A confident Clarkson hits her stride

Reprinted from late editionsof yesterday's Globe.

MANSFIELD -- If you crave mystery and artifice in your pop stars, take a pass on Kelly Clarkson. With Clarkson, what you see is what you get: a cheerful, chatty young woman, one who's comfortable enough in her own skin that she hasn't dieted down to nothing, and who's confident enough in her own talent that she's made a beeline away from the dreaded ``American Idol" repertoire that catapulted her to stardom.

Sunday night at the Tweeter Center, Clarkson didn't sing ``A Moment Like This," the power ballad that will forever be associated with her first-season ``Idol" victory. She did showcase a handful of new songs from her forthcoming third album, and the new material suggests that Clarkson is exploring a rougher section of the pop-anthem 'hood.

Even the stark, one-word titles evoke a new edge. ``Maybe" began as a calm, dark , acoustic number, then split open to let the emo-influenced guts tumble out. ``Anymore" was more Aerosmith than ``American Idol," all nasty licks and stiff beats. The funk-soul sing-along ``Yeah" is a radio hit-in-waiting, and if the Ford Corporation can translate the urge to jump up and down into the urge to buy cars, ``Go" -- already the theme for a Ford ad campaign -- will have earned it s corporate sponsorship.

The bulk of Clarkson's 70-minute set drew from her 2004 album ``Breakaway," a collection of hook-drenched rockers and sturdy ballads elevated by the singer's natural soulfulness. The sugar rush of ``Since U Been Gone" would be unbearably sweet, or a silly punk-pop tune, in a lesser singer's hands.
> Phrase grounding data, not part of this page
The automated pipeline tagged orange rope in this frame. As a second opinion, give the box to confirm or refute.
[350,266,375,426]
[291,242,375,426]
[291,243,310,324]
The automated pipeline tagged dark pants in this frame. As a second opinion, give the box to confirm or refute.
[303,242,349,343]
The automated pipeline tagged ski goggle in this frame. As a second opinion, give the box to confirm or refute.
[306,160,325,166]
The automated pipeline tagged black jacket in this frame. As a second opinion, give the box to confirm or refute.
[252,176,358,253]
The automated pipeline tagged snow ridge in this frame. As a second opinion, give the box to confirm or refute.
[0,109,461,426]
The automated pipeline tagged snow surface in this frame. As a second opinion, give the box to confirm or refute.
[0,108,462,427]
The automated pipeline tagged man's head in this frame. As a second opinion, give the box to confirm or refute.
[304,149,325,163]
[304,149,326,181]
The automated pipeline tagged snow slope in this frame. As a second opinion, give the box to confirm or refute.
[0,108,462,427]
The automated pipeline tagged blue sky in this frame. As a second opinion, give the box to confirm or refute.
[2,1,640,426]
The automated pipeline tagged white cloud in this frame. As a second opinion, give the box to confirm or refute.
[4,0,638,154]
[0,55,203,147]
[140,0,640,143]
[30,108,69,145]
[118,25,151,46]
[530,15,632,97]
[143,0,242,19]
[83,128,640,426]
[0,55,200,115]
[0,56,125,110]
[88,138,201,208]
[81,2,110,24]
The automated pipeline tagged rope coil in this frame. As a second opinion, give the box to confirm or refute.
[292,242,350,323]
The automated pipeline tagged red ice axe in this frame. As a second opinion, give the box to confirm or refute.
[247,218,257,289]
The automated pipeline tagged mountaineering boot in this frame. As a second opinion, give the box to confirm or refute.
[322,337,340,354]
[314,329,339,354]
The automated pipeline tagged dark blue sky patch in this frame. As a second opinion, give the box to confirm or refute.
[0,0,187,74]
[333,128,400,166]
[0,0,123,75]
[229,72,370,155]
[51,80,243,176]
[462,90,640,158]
Clarkson sang the first half of it traipsing through the aisles on the heels of ``Breakaway," which she performed at the back of the shed in the middle of the crowd. Her connection with the fans is real; Clarkson rarely turned away from a girl with a pen and a souvenir to be signed, and there were hordes of them.

Clarkson gave props to two of her favorite singer-songwriters with covers of Ray LaMontagne's ``Shelter" and Marc Broussard's ``Home." She performed both on a colossal and frankly cheesy swamp set, complete with moss-covered trees and a wooden dock that dropped from the rafters. It was replaced, happily, with chrome risers and a million blue lights just in time for ``Miss Independent," which found our heroine surfing the high notes and rooting out the low ones, barefoot and sweating, as she accomplished a novel and gratifying task: doing her job very, very well.